Social media pitch to international students

19 May 2015

The Fair Work Ombudsman hopes to alert up to 100,000 international students to their workplace rights through a targeted social media campaign.                      

The Agency is disseminating social media messages in six languages, giving tips and advice to students taking part-time jobs while studying in Australia.

The messages have been translated into Chinese, Indian (Hindi), Korean, Vietnamese, Portuguese (Brazilian) and Thai and are being broadcast on Facebook.

Messages are also going out via Twitter.

There are almost 340,000 international students studying in Australia – more than 76,000 from China and 40,000-plus from India.

Fair Work Ombudsman Natalie James says 150 international students have contacted the Agency for help in the first nine months of this financial year.

Ms James says international students can be vulnerable, and it is important to raise awareness among the cohort of minimum lawful entitlements.

In 2012, the Fair Work Ombudsman set up a specialist Overseas Workers’ Team to assist foreign employees, including international students.

Recently, it has also appointed dedicated community engagement officers to work with international student bodies and education providers.

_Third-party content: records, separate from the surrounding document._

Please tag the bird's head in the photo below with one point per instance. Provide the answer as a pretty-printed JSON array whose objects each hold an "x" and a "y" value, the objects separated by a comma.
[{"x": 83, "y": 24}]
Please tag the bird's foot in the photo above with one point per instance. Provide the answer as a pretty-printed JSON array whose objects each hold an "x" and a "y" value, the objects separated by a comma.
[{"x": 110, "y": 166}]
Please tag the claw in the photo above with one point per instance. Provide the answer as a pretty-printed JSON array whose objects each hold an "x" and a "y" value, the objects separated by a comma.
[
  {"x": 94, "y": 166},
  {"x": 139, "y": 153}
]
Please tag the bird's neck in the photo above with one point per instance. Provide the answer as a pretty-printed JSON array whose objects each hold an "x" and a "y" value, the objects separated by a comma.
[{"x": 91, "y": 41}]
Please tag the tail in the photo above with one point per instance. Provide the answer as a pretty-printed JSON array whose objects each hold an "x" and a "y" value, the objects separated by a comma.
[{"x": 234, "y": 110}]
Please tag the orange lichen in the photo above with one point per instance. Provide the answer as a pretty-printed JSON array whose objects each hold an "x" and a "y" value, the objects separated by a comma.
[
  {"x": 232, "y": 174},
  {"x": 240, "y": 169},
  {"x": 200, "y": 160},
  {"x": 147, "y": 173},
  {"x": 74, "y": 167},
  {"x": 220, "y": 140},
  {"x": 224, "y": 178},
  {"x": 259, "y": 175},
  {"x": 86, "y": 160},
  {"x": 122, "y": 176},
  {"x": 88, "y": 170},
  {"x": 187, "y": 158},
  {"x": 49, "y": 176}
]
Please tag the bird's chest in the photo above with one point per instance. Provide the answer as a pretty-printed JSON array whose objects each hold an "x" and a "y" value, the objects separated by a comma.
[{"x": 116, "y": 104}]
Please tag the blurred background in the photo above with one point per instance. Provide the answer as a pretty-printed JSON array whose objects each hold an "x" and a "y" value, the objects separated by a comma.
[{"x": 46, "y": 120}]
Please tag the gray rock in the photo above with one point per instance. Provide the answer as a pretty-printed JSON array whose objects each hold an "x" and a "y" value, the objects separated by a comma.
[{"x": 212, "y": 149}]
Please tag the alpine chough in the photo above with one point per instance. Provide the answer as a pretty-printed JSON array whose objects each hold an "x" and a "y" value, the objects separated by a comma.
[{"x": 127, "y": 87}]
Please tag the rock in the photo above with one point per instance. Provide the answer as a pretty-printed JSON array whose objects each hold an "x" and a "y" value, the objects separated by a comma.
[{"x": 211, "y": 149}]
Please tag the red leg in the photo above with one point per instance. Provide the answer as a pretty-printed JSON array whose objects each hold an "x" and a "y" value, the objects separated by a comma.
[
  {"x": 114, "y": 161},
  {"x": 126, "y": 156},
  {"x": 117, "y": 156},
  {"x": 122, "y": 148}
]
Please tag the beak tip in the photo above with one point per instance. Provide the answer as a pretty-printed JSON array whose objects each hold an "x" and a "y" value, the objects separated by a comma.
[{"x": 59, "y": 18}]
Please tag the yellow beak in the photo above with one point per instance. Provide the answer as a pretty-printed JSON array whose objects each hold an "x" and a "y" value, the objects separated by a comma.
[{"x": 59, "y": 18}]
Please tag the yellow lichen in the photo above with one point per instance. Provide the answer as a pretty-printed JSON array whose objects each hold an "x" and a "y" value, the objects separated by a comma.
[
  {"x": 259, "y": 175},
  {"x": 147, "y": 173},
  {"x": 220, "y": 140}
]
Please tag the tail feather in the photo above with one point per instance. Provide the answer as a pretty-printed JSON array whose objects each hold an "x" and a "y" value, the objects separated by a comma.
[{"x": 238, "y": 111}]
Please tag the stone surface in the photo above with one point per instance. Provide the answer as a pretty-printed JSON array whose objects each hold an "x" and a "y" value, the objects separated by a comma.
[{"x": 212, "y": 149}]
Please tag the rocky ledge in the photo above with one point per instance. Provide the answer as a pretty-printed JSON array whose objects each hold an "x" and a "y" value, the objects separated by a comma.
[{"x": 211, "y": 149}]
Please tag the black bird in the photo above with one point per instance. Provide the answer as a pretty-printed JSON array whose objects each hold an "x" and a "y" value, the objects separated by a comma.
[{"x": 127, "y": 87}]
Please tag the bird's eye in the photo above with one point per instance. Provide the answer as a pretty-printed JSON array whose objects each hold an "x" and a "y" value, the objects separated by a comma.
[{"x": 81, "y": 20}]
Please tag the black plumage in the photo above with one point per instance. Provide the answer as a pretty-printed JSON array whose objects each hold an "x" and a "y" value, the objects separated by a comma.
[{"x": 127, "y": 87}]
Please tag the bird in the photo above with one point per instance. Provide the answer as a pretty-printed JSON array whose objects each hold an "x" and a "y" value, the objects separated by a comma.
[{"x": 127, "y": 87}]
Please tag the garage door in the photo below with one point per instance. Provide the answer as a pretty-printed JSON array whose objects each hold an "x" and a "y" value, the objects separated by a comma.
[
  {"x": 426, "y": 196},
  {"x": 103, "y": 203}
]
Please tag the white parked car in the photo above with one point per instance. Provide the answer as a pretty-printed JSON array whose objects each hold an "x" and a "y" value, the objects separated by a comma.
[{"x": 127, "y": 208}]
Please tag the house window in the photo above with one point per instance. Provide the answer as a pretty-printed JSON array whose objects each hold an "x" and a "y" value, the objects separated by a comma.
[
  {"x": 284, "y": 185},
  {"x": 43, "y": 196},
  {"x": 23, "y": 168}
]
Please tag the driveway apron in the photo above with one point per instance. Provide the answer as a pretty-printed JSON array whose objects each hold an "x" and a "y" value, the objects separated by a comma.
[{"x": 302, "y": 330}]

“The reality is that most international students need to work to support themselves while studying, and the best defence against being underpaid or treated unfairly is to know your rights,” Ms James said.

Community engagement officers will be delivering presentations, workshops and taking part in discussion groups with international student associations, universities, TAFE colleges and private education providers.

“Through this process we will gain a better understanding of the needs of the international student community and can then tailor our resources and programs accordingly,” Ms James says.

The Fair Work Ombudsman is already active in industries known to employ significant numbers of international students, including hospitality, cleaning, convenience stores and trolley collecting.

“We are keen to ensure that all those who work in Australia are treated with dignity and respect and accorded the same rights as local workers,” Ms James said.

The Fair Work Ombudsman has information to assist international students understand their rights at

Materials are translated into 27 different languages and videos in 14 different languages are available on YouTube.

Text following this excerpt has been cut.